What is the most important thing you have learned in this course? How do you feel about it?
Short answer: I want to continue with OD.
Long answer: I am in the middle of a career change (though not necessarily an employer change.) I’d heard a lot of things about organization development and I wanted to test the waters to see if this is work I would be interested in exploring. Before we hit the half-way point in this course, I knew that I really enjoyed the field of Organization Development.
I’m a fan of Paulo Freire and the discipline of popular education. Popular education raises the consciousness of its learners and allows them to become more aware of how their personal experiences are connected to something bigger. Popular education empowers us to make the changes needed. For me, the parallels with OD are obvious. OD empowers those in the system to make the change they are seeking. More often than not the knowledge we need to make the change already exists in the room, we just need it to come out and be heard.

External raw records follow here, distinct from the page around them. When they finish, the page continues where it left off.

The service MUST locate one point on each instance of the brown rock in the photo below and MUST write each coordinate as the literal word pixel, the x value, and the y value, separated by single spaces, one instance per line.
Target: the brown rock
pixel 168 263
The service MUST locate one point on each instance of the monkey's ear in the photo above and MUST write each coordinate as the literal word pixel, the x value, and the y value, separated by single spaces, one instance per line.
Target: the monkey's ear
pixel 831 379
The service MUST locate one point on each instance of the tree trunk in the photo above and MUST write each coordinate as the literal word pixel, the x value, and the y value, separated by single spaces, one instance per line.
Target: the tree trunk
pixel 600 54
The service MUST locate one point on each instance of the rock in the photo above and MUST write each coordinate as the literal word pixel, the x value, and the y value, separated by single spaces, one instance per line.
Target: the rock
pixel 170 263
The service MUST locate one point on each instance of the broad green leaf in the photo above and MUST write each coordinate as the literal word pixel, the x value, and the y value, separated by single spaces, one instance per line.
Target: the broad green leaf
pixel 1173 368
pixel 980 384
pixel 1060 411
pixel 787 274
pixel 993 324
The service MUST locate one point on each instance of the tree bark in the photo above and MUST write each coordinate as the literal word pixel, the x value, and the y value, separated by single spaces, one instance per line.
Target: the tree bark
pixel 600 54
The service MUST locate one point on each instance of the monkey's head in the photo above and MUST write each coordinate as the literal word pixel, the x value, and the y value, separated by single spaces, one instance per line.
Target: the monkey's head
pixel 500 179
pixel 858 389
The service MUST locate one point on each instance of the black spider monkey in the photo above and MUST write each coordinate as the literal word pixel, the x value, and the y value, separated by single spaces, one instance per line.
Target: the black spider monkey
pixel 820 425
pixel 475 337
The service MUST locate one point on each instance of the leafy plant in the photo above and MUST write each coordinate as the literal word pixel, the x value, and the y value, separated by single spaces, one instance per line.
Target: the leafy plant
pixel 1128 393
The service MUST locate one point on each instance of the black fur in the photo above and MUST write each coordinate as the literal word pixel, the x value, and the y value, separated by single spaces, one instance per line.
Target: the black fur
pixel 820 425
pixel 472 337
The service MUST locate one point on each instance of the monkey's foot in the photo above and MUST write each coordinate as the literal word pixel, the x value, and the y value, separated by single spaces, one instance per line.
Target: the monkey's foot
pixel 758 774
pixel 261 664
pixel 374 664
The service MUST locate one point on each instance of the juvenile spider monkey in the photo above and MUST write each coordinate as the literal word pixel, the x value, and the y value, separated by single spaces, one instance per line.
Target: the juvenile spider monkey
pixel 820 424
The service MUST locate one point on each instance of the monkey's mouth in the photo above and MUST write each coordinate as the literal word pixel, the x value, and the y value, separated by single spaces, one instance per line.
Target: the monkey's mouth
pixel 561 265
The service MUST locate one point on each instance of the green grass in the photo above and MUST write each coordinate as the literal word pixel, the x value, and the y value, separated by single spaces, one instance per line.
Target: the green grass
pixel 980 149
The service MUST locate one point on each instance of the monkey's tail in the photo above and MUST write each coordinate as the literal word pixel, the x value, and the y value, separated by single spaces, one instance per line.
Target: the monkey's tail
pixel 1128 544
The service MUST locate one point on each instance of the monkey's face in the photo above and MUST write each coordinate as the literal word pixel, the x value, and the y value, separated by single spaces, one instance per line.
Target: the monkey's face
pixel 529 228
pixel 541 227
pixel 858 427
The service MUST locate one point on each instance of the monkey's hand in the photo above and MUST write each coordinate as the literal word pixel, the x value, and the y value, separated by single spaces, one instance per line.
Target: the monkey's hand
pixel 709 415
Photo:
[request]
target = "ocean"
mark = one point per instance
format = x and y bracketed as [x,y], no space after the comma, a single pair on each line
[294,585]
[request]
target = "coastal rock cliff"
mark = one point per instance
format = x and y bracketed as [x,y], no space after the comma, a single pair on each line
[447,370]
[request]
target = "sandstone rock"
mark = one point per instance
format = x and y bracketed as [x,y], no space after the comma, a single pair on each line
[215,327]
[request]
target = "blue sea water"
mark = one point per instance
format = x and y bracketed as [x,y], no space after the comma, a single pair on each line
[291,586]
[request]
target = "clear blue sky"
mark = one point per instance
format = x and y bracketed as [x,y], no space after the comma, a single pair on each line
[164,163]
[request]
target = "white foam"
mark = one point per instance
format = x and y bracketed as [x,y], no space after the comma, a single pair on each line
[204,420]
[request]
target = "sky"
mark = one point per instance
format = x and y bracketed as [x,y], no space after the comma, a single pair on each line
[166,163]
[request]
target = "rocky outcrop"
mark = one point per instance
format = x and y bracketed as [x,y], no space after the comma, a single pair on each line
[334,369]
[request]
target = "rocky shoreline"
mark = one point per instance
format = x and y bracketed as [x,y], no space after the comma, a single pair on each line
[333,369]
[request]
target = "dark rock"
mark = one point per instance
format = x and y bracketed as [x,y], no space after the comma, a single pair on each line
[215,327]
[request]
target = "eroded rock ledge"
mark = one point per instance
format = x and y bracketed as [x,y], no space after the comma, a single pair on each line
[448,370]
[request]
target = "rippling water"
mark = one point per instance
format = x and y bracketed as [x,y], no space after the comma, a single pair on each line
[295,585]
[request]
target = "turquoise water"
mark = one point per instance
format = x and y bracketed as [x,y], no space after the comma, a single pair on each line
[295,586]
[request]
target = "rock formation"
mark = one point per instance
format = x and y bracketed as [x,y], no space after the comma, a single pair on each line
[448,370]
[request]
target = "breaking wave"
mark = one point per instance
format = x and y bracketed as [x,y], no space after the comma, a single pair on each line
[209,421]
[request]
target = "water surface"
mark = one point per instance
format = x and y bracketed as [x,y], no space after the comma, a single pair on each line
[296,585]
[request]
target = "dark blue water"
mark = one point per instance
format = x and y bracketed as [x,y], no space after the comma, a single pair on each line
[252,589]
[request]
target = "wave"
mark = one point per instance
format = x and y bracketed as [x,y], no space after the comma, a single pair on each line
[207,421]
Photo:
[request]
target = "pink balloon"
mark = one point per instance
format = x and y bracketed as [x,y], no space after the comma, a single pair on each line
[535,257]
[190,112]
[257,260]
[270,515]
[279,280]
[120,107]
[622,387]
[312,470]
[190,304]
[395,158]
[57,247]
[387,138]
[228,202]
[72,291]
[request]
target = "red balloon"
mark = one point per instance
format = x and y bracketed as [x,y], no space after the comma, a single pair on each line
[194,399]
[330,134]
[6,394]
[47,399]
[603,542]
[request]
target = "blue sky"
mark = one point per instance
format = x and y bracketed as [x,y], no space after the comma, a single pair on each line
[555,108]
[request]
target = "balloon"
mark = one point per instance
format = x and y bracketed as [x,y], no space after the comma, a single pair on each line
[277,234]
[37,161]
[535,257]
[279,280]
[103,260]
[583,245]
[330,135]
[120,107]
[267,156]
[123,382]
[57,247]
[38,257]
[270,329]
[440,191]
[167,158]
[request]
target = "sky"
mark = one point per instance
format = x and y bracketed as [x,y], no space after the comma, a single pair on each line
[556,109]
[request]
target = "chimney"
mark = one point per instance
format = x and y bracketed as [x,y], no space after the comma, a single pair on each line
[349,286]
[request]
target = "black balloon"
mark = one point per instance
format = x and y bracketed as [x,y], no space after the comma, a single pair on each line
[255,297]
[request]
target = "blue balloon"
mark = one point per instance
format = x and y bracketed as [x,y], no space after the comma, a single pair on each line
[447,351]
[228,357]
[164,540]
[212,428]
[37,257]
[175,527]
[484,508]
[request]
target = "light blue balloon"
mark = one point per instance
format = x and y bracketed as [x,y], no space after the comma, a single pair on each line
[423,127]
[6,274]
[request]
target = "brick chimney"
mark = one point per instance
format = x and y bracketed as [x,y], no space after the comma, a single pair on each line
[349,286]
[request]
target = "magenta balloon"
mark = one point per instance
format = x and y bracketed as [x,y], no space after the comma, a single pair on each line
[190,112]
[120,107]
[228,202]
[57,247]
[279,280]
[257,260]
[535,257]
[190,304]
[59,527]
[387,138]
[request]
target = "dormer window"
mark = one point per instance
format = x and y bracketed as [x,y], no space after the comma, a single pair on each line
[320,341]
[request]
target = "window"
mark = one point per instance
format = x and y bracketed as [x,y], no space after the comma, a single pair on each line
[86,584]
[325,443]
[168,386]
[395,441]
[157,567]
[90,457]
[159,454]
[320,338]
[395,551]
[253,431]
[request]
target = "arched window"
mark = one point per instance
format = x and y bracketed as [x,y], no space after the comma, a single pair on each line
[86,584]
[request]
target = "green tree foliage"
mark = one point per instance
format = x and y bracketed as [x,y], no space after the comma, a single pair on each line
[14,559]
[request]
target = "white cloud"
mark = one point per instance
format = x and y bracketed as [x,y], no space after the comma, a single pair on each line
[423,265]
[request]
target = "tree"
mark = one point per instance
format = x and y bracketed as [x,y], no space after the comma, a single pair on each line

I think the thing that I’ve liked the most is how I think about OD vs. Change Management. OD is my heart and change management is the brain. Often I just want to get things done (fixed.) Frequently that needs to happen, but it infrequently leads to long term culture change. That is why I know that OD is a better and harder path to follow.
As Paulo Freire said, “Knowledge emerges only through invention and re-invention, through the restless, impatient, continuing, hopeful inquiry human beings pursue in the world, with the world, and with each other.” It’s up to OD practitioners to actually facilitate the curiosity needed to uncover the knowledge to make organizations better.